Type 1 Diabetes and Depression
People of all ages experience depression. According to the World Health Organization over 350 million people globally experience depression, but it goes undiagnosed and is often untreated because of the stigma around mental health issues. Depression is estimated to affect one in four people with diabetes (type 1 and type 2). Adolescents with type 1 diabetes have five times the rate of depression than adolescents who do not have T1D.
Adults with T1D who also have depression, face worse health outcomes if the depression is untreated and lose more time from work, have increased healthcare costs, and have higher HbA1cs than individuals without depression. Adolescents with T1D and depression have higher HbA1cs, an increased risk for diabetic ketoacidosis (DKA) and severe hypoglycemia, and have more issues when transitioning to adult care for their diabetes.

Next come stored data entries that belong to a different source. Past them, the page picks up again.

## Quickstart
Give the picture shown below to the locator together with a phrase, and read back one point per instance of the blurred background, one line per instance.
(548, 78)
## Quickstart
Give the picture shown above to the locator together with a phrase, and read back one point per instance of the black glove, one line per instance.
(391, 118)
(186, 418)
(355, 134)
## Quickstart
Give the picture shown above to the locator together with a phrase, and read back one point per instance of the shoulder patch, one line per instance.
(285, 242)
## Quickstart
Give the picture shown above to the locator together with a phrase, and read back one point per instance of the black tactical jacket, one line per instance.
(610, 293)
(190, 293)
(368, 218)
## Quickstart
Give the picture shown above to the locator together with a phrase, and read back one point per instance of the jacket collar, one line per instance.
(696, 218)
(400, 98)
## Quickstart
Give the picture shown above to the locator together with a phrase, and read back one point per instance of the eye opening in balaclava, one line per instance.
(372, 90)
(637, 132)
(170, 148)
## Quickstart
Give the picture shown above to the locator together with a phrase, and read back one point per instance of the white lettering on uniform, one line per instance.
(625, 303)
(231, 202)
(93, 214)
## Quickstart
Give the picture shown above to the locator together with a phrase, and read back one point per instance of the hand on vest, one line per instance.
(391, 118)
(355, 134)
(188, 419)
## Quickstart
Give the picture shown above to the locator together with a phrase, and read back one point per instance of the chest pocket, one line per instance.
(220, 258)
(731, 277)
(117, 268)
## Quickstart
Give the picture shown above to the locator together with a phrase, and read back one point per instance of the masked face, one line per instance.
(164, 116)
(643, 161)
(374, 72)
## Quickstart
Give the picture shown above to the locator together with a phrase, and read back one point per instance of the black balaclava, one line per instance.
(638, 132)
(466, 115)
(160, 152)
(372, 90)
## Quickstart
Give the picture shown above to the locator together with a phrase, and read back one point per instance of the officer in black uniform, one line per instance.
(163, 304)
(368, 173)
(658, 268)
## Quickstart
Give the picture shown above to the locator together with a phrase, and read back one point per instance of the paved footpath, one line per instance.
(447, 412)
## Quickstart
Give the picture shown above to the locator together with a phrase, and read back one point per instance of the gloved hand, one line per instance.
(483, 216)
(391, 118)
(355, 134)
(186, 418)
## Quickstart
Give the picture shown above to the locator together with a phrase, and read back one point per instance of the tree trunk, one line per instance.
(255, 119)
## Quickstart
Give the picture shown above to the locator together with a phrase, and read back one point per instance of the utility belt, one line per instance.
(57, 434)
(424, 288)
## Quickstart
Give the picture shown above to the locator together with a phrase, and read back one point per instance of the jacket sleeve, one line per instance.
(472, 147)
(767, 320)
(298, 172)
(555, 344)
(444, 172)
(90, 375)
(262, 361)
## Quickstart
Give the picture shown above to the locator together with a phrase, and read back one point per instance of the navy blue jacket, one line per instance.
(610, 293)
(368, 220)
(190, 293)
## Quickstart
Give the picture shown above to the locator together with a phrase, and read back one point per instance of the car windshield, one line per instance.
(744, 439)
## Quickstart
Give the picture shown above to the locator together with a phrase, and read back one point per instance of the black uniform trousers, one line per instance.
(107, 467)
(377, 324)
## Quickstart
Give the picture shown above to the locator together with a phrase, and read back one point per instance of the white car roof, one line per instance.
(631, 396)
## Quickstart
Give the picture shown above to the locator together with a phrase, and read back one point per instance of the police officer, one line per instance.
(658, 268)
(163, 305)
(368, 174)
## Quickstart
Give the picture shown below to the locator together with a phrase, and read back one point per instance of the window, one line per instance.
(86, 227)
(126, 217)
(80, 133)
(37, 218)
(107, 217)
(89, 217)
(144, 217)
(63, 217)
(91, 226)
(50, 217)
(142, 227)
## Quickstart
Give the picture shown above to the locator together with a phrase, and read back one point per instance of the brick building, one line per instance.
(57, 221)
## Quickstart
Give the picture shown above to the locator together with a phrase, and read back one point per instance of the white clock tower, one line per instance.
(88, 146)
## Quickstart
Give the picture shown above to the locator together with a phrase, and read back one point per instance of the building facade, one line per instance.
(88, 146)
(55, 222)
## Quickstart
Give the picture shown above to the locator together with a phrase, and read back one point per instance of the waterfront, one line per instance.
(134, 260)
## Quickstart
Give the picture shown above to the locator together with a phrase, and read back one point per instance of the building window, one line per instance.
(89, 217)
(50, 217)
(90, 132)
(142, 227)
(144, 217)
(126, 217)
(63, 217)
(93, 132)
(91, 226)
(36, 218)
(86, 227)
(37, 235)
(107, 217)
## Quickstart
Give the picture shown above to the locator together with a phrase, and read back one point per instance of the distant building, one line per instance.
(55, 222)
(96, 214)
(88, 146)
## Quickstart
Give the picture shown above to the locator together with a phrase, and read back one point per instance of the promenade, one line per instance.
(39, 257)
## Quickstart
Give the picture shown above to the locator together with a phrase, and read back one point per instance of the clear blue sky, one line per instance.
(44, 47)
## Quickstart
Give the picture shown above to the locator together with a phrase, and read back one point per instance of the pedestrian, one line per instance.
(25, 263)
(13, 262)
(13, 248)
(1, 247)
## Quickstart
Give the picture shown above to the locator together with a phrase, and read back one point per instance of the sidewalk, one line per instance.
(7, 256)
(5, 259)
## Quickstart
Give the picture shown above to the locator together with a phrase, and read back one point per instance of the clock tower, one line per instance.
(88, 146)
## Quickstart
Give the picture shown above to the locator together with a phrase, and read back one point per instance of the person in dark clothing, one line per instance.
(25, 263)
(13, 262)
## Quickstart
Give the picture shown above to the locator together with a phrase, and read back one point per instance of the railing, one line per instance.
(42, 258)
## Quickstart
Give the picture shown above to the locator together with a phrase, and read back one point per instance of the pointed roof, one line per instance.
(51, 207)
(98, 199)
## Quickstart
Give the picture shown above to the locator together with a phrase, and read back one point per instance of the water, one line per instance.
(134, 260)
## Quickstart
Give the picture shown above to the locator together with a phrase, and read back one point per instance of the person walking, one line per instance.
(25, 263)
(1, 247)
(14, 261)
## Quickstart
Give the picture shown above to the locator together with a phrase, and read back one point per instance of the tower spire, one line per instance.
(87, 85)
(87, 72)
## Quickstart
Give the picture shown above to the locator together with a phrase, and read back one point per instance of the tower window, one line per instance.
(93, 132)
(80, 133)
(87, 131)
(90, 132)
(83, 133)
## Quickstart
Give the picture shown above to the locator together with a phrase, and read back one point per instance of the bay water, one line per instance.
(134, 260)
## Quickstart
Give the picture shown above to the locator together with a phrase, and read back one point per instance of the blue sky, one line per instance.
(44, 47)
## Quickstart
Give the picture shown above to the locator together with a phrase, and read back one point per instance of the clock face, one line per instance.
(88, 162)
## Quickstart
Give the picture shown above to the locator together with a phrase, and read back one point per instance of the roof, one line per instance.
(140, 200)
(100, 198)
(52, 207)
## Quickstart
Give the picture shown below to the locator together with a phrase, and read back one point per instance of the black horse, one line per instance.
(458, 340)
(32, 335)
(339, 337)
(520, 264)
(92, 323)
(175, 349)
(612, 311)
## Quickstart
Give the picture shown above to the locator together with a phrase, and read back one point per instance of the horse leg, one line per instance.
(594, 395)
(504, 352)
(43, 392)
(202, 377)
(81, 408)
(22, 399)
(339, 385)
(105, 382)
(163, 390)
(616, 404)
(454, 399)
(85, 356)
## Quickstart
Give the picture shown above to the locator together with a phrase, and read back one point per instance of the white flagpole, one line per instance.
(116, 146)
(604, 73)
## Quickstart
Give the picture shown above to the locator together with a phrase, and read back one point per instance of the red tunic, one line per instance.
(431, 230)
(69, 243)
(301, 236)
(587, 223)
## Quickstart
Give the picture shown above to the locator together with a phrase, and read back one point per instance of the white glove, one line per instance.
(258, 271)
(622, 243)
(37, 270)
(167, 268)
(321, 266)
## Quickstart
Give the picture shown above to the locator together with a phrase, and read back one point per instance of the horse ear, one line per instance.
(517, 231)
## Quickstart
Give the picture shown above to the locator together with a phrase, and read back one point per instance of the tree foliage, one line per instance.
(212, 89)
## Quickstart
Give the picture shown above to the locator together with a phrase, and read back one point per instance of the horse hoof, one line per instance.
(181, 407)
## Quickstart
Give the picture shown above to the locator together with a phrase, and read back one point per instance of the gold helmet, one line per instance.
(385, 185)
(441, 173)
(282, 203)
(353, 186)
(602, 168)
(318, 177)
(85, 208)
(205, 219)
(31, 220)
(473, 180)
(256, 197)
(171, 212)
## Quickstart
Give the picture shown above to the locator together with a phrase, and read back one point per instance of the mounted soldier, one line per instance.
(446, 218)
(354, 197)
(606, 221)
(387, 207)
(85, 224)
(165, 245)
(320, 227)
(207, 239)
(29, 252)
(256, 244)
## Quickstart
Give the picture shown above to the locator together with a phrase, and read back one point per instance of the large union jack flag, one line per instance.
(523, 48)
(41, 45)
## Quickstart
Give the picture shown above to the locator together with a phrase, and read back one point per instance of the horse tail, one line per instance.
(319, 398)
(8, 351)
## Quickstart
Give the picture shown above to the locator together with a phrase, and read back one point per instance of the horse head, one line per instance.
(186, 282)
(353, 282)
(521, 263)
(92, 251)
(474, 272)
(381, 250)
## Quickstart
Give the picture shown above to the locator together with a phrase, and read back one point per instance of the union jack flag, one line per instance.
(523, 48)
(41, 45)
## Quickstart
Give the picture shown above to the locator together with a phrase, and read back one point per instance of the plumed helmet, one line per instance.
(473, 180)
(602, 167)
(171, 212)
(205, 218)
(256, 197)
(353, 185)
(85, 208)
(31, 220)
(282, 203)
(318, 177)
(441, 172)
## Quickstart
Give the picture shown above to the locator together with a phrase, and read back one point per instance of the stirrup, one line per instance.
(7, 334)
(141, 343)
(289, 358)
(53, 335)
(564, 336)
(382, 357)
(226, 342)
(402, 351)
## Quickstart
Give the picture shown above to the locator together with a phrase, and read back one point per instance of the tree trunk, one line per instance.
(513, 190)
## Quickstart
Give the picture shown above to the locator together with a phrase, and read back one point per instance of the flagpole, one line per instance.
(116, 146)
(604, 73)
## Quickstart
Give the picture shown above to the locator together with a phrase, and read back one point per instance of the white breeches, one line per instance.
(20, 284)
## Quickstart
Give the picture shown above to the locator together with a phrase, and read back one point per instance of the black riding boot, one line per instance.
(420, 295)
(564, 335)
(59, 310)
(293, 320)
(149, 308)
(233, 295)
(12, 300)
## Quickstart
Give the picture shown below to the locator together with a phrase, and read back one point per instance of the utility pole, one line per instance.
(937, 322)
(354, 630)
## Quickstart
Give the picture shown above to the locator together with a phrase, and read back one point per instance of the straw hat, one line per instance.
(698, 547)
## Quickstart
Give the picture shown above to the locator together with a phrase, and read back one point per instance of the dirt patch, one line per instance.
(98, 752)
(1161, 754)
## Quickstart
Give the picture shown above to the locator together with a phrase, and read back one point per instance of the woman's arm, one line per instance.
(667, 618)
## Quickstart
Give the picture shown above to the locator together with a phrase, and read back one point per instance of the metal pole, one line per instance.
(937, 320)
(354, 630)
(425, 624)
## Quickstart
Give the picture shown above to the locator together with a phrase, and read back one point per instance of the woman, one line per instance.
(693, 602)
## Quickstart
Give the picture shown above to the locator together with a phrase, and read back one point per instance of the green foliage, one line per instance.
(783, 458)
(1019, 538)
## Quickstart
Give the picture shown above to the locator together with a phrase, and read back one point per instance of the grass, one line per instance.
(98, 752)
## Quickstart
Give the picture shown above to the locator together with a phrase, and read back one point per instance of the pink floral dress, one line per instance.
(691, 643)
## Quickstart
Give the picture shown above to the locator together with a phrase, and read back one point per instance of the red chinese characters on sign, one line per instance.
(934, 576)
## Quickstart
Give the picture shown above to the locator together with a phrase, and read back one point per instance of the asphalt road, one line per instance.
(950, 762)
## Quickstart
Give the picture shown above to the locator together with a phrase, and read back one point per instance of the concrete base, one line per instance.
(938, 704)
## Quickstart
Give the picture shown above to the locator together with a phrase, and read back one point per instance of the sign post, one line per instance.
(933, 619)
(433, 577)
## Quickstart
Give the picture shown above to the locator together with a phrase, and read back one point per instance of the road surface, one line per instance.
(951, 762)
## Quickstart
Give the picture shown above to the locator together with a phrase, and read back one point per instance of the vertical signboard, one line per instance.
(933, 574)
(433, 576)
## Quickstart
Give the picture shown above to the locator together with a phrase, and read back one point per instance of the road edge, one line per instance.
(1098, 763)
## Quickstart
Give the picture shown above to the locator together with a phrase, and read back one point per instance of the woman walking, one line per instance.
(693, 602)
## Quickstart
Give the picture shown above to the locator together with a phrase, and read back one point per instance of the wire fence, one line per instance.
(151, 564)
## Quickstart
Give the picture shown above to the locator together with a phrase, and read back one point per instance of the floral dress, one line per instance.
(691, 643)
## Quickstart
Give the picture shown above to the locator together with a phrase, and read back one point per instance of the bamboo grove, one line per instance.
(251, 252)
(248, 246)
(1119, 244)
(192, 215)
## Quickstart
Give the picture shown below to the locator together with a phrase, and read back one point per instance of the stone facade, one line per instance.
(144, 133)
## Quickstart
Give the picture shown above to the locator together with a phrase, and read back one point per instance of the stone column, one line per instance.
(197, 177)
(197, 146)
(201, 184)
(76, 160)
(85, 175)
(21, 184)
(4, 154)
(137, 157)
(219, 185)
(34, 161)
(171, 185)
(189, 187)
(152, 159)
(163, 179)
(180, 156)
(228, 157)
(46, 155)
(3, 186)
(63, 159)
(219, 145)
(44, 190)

Just because you have type 1 diabetes doesn’t mean you will develop symptoms of depression, but being aware of the symptoms is important so you can recognize them early and get treatment.
Symptoms of depression in adults include:
- Feelings of sadness or hopelessness
- Loss of interest or pleasure in activities you used to enjoy
- Changes in sleep – either too much or not enough
- Changes in appetite – either eating too much or not enough (and sometimes changes in weight)
- Tiredness and lack of energy, so even doing small thing take extra effort
- Slowed thinking, speaking or body movements
- Trouble concentrating, making decisions, or remembering things
- Feelings of worthlessness or guilt, fixating on past failures or self-blame
- Frequent or recurrent thoughts of death, suicidal thoughts, suicide attempts or suicide
In children and adolescents, symptoms of depression can be similar but there may be some differences. In children, symptoms may also include:
- Body aches and pains
- Refusing to go to school
- Poor performance in school
In older children and teenagers, symptoms may also include:
- Irritability and anger
- Poor performance or poor attendance at school
- Feeling misunderstood
- Being extremely sensitive
- Avoiding social activities
- Possible use of recreational drugs or alcohol
In both adults as well as children/adolescents the symptoms of depression interrupt or greatly affect work or school, social relationships, or other important areas of their lives.
The good news is that depression can be treated and outcomes improve, especially when depression is treated early. The American Diabetes Association (ADA) recommends that all people with type 1 diabetes should be screened by their healthcare providers for depression on a regular basis, so treatment or a referral to a mental health provider can be made. If your healthcare provider doesn’t ask about how you are feeling emotionally – it is important that you speak up and tell them! Getting treatment for depression early is key and can help to improve your long term medical and psychological outcomes.
Treatment for depression in children and adults can cognitive-behavioral therapy, interpersonal therapy or other evidenced based therapy and/or medication(s). Finding a mental health provider that is knowledgeable about diabetes can help. The ADA has an online directory of mental health providers by state that have training and experience in diabetes: https://professional.diabetes.org/mhp_listing.
Getting support for anyone living with type 1 diabetes is important; if you are experiencing symptoms of depression this can be even more important. Talk with your friends and family can be key. They often will want to help you, so asking for what you need (rather than having them guess or do something unintentionally unhelpful) will be important.
Depending on your relationships with your family and friends, it may be difficult to talk to them. Talking with other people with type 1 diabetes can helpful. Many people have found that joining a local diabetes support group at their diabetes treatment center or local hospital or joining one online to be very useful. There are many types of support groups, so you will have to look around to find the one that best fits your personality and needs. You don’t need to do diabetes alone- get support!
Immediate Assistance Through 988
If you or a loved one is having thoughts of suicide, feeling emotional distress, or struggling with substance misuse, call 988.
988 is a free, 24/7, 365 days a year national hotline to provide mental health support (think of it like 911 but for mental health).